In 2011, Huang and her research team began to undertake the task of developing a permanent magnet traction motor－a traction motor that's smaller, weighs less and has a higher energy utilization efficiency.
In 2014, China finished assembling its first domestically-developed high-speed trains driven by permanent magnet synchronous motors which passed operation testing in 2015.
Huang and her team had successfully developed the first permanent magnet traction motor for high-speed trains with a speed of 350 kilometers per hour. It marked a revolutionary change in China's transportation landscape and showed that China become one of a few countries in the world to grasp the technology of permanent magnet motor systems and applied it to high-speed rail.
"I am very excited to have been able to participate in such a very important research task," says Huang, who led the team over five years as they overcame many mechanical difficulties, as well as challenges with the electromagnetic diagram and the control algorithm. The team won second prize at the National Technology Invention Award.
"We still have a lot of work to do in the future, and our scientific research will be more in-depth, laying a foundation for our followup work," Huang says, adding that the support of the Communist Party of China, and the State, for young researchers has affirmed her determination to use science and technology to serve the country.
"Professor Huang guides me patiently when I encounter problems," says Chen Zhuo, a doctoral student at Zhejiang University, who has been doing research with Huang since his junior year. "At the same time, we can also inspire each other, and we often conduct experiments together until late in the evening."

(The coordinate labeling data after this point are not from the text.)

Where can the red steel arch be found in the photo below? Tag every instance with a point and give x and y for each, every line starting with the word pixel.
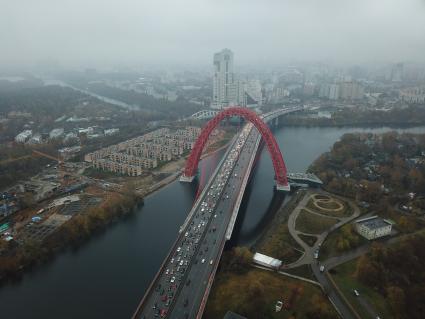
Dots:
pixel 276 155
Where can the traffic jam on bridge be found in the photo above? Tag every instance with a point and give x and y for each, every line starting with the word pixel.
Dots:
pixel 181 287
pixel 193 245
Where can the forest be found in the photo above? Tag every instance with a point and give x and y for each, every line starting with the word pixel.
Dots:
pixel 398 272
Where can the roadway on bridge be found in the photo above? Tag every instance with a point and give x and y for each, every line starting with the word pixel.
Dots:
pixel 180 288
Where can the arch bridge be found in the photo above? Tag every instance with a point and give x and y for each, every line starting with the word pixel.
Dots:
pixel 249 115
pixel 181 287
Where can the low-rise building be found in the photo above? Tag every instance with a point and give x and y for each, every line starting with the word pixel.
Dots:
pixel 373 227
pixel 56 133
pixel 267 261
pixel 23 136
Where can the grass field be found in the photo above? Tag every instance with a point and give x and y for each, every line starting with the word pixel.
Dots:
pixel 345 212
pixel 254 294
pixel 344 277
pixel 330 246
pixel 280 245
pixel 313 224
pixel 309 240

Hu Qichao, one of Huang's postgraduate students agreed. "We like to talk things through with professor Huang. She always urges us to be brave and embrace trial and error, encouraging us to learn from failure, and helps us to overcome difficulties."
Huang is just one of the scientific researchers in the College of Electrical Engineering of Zhejiang University who are at the forefront of scientific innovation crucial to the country's development.
"The members of the R&D team on the world's first large-scale dualwater internal cooling generator, and the R&D team of the electric power device for the manned space environmental control and life support system technology, are professors from the College of Electrical Engineering of Zhejiang University," says Huang.
"They are pioneers and they're unyielding. They have achieved major scientific and technological breakthroughs under difficult conditions, and they are role models of our time," Huang says.
"I hope that I can undertake my mission of cultivating top talent, and make further contributions to serving the nation, as well as the world," Huang says.
"I believe that only by sharing my dreams with the country can I truly realize my value."